More generally, one can count the number of $2$ pairs in a $5$ card poker hands with $$ {13\choose 2}{4\choose 2}^2{11\choose 1}{4\choose 1}. $$
The hand you describe is on of a specific subsets hand in these hands, so we have to count them. You can choose $2$ of $4$ kings, $2$ of $4$ aces, and $1$ of $4$ queen. This give $$ {4\choose2}{4\choose2}{4\choose 1}=144. $$ We can calculate your probability as follow: Define $T$ the event having two pairs and $H$ the event having the hand you specify.
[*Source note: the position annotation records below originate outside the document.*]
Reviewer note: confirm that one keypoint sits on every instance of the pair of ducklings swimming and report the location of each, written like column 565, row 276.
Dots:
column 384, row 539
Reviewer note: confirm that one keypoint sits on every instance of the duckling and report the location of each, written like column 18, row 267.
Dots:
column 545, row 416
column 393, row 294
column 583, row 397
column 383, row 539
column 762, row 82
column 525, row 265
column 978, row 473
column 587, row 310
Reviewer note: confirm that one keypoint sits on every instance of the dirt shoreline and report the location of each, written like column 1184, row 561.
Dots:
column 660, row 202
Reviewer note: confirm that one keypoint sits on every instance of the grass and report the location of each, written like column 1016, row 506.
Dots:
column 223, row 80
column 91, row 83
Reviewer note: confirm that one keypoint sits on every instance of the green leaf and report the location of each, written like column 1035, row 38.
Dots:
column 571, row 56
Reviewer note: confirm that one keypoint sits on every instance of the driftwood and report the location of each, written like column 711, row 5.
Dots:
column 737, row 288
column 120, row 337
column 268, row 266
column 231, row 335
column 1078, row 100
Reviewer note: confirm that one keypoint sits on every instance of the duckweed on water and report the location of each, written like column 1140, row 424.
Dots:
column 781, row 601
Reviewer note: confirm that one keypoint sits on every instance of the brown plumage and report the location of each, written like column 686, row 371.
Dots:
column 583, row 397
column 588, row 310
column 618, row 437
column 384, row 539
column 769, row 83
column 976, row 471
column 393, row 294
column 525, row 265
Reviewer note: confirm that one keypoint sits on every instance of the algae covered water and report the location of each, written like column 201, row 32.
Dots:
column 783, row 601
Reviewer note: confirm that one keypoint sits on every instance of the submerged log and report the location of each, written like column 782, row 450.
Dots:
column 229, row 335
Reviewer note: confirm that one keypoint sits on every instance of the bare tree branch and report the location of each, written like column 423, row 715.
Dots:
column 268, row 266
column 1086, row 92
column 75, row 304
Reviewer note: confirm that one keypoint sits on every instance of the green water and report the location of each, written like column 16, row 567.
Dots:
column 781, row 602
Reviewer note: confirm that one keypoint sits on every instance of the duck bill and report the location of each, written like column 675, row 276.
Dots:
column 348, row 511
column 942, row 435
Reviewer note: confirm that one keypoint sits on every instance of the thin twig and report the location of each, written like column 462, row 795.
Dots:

Then $$ \mathbb{P}(H\cap T)=\mathbb{P}(H|T)\mathbb{P}(T) $$ But $H\cap T$ is just $H$ so $$ \mathbb{P}(H)=\frac{144}{{13\choose 2}{4\choose 2}^2{11\choose 1}{4\choose 1}}\frac{{13\choose 2}{4\choose 2}^2{11\choose 1}{4\choose 1}}{{52\choose 5}}=\frac{144}{{52\choose 5}}=\frac{3}{54145} $$
This seems unnecessarly complicated but uses many theorems/property of probability along with combinatorial arguments and shows you that your second method was right.